Die Feststellung des FG, die Provisionsforderungen seien am 31. Dezember 1959 mit keinem beachtlichen Risiko behaftet gewesen, verstoße wider den klaren Inhalt der Akten. Im Schreiben vom 21. Dezember 1959 habe die Firma die angebotene pauschale Endauszahlung von 45 000 DM und den Abschlag von 2190 DM mit den in den laufenden Geschäften steckenden Risiken und mit der Zinsfrage begründet. Daraus gehe hervor, daß hier noch Risiken am 31. Dezember 1959 vorhanden gewesen seien. Außerdem sei die Firma offensichtlich davon ausgegangen, daß alle ausstehenden Lieferungen nach dem 31. Dezember 1959 von ihr auch tatsächlich ausgeführt würden. Sie habe also mit den 2190 DM nur das Abnahme- und Zahlungsrisiko und einen Zinsausgleich bewertet. Das FG habe nicht geklärt, in welchem Umfang am 31. Dezember 1959 Lieferungen noch nicht durchgeführt worden seien und in welcher Höhe die Provisionsforderungen am 31. Dezember 1959 nach § 87 a Abs. 1 Sätze 1 und 2 HGB hätten realisiert werden können. Als Wirtschaftsgut bewertbar hätten die Provisionsforderungen am 31. Dezember 1959 allenfalls in Höhe von 30 000 DM (45 000 DM angebotene Pauschalzahlung minus 15 000 DM Ausgleichsanspruch) bestanden.

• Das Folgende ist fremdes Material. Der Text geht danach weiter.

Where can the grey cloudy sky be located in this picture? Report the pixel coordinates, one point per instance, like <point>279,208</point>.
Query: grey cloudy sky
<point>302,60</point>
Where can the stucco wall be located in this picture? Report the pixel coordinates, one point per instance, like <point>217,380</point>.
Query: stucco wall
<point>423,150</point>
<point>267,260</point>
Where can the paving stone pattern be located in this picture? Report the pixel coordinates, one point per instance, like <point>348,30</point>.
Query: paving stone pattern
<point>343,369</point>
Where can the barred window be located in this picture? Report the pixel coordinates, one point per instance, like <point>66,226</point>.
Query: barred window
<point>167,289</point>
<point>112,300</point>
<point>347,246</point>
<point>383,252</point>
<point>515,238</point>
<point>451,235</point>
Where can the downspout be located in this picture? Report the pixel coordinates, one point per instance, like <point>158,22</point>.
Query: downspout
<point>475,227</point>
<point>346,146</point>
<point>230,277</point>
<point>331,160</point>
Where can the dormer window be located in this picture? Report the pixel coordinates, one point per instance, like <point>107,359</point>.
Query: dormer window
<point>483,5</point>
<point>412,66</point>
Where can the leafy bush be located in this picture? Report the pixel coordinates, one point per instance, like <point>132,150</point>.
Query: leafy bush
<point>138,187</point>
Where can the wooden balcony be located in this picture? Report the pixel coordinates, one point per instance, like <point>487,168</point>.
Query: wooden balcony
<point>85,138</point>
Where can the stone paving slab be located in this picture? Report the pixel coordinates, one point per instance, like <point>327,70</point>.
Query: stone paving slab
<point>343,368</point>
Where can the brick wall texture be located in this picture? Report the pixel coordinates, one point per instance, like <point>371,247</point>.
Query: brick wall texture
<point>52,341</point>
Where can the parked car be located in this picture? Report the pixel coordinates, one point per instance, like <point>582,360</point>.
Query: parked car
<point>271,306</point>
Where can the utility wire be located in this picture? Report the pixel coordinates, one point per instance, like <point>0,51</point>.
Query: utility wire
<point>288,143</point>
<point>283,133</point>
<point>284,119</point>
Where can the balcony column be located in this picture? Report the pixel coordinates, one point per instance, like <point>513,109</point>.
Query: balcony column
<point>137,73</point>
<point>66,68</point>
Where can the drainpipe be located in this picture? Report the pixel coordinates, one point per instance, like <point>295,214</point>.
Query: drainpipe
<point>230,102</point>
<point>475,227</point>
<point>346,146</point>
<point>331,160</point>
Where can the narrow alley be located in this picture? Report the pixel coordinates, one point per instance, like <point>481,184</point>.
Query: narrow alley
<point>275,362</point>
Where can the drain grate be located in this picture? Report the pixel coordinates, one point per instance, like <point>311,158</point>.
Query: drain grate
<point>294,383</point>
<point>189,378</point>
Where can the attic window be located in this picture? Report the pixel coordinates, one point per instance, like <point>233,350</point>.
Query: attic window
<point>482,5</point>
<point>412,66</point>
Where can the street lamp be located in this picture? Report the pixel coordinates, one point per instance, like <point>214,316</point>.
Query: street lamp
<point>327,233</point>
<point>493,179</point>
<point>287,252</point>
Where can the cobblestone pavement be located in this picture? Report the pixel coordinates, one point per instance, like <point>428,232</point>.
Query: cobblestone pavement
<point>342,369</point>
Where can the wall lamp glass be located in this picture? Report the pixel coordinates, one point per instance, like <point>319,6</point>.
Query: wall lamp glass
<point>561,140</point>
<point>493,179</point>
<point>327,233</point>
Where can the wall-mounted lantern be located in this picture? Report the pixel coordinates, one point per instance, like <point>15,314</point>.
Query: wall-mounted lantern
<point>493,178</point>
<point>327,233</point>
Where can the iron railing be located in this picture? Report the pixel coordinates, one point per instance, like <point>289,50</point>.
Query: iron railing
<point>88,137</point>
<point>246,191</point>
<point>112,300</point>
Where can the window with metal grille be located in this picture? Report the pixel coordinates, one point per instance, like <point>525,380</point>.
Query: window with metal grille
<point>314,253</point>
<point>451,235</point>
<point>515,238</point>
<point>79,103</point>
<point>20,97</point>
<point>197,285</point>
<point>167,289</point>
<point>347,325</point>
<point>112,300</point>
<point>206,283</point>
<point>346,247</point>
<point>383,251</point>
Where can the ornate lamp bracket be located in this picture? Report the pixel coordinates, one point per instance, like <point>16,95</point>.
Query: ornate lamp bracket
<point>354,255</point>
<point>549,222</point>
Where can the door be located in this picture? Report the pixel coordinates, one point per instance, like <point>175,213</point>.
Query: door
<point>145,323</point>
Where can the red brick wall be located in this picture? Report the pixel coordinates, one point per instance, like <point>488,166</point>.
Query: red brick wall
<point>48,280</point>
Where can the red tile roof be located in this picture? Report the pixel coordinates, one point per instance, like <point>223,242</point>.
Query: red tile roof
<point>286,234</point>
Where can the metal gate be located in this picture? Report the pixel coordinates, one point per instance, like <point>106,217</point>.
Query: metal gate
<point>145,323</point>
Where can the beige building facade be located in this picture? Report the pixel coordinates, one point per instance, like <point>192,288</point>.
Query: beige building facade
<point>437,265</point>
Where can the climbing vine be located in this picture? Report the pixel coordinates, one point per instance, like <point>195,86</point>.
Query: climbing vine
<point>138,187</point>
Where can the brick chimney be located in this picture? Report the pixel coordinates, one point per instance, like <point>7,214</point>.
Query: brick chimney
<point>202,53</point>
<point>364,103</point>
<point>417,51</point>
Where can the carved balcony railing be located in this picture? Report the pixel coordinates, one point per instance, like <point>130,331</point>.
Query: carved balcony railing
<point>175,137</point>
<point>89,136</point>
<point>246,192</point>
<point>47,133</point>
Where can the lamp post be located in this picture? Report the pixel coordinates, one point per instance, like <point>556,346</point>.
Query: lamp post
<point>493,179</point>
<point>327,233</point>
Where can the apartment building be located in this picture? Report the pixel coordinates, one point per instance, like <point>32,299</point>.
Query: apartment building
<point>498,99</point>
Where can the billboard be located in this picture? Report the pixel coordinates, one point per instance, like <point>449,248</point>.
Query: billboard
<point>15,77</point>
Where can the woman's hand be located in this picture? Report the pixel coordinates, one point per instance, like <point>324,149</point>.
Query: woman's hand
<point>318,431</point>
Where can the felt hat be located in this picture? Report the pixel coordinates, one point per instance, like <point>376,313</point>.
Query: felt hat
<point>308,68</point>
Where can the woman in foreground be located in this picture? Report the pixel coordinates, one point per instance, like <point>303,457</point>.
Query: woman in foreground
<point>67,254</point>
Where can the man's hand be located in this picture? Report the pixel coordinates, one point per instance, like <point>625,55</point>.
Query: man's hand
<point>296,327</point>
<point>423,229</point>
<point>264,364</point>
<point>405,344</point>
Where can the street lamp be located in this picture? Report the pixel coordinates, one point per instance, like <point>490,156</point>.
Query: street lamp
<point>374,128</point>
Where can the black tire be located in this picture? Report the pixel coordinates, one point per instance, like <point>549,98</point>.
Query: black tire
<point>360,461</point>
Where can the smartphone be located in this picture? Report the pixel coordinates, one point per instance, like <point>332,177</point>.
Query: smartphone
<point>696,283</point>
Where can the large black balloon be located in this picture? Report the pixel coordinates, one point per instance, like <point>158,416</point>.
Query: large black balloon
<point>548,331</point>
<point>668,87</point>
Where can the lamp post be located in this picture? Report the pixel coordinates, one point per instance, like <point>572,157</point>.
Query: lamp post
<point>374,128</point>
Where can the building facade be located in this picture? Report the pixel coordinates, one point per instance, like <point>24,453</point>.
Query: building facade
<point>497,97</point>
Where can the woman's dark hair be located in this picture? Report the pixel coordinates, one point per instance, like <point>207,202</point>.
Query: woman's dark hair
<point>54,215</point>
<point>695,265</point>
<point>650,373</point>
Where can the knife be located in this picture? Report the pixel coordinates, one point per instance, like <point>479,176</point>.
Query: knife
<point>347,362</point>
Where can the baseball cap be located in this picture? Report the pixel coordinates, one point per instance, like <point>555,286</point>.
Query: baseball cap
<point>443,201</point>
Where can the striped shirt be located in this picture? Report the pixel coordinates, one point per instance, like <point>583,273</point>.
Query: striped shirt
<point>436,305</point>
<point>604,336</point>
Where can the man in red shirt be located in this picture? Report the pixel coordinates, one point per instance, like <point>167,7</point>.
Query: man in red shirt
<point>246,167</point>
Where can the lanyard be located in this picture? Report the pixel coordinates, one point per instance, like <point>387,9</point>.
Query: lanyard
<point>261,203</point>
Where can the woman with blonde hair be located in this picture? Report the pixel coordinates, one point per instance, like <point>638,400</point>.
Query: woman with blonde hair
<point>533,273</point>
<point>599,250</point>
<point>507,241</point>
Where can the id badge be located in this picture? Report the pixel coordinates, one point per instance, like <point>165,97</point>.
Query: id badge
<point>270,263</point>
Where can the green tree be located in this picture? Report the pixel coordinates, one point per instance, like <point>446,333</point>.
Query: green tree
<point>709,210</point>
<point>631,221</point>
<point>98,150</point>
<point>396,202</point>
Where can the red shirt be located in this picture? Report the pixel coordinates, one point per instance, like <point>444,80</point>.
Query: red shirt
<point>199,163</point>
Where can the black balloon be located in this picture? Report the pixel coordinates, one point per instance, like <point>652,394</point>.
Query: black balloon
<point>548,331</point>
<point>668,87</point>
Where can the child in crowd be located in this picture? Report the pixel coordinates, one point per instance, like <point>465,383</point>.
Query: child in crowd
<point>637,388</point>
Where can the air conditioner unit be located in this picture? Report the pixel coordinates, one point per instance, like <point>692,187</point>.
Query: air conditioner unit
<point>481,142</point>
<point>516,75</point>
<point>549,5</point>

Der Ausgleichsanspruch des Handelsvertreters beruhe auf einem Leistungsaustausch. Der Handelsvertreter empfange die Leistung des Unternehmers in Form der Ausgleichszahlung und überlasse dafür dem Unternehmer den von ihm geschaffenen Kundenstamm zur Nutzung und enthalte sich gleichzeitig einer solchen Nutzung. Dies sei die Gegenleistung des Handelsvertreters. Daraus folge, daß der Handelsvertreter in Höhe des jeweils noch nicht erbrachten Teils der Gegenleistung einen passiven Posten der Rechnungsabgrenzung zu bilden habe. Dieser Teil betrage nach seiner Schätzung am 31. Dezember 1959 75 % der gesamten Gegenleistung.
Der Stpfl. beantragt,
den Teilwert der Provisionsforderungen zum 31. Dezember 1959 mit 30 000 DM abzüglich einer Wertberichtigung für Umsatzsteuer von 3,6 % - 1080 DM anzusetzen,
der Forderung auf Zahlung eines Ausgleichs von 15 000 DM am 31. Dezember 1959 einen passiven Rechnungsabgrenzungsposten in Höhe von 11 250 DM und eine Wertberichtigung für Umsatzsteuer von 3,6 % aus 3750 DM gegenüberzustellen. Hilfsweise stellt der Stpfl. den Antrag, die Ausgleichszahlung zum ermäßigten Tarif nach §§ 24, 34 EStG zu besteuern.
Entscheidungsgründe
Die Revision ist zum Teil begründet.
Provisionsansprüche
Der Ansatz der Provisionsansprüche von 9528 DM für Aufträge, die bis zum 30. September 1959 ausgeführt, aber zwischen dem Stpfl. und der Firma noch nicht abgerechnet waren, ist nicht zu beanstanden. Dagegen beruht die Aktivierung des vollen Betrags der Provisionsansprüche von 25 485 DM für den Auftragsbestand vom 30. September 1959 auf einem Rechtsirrtum.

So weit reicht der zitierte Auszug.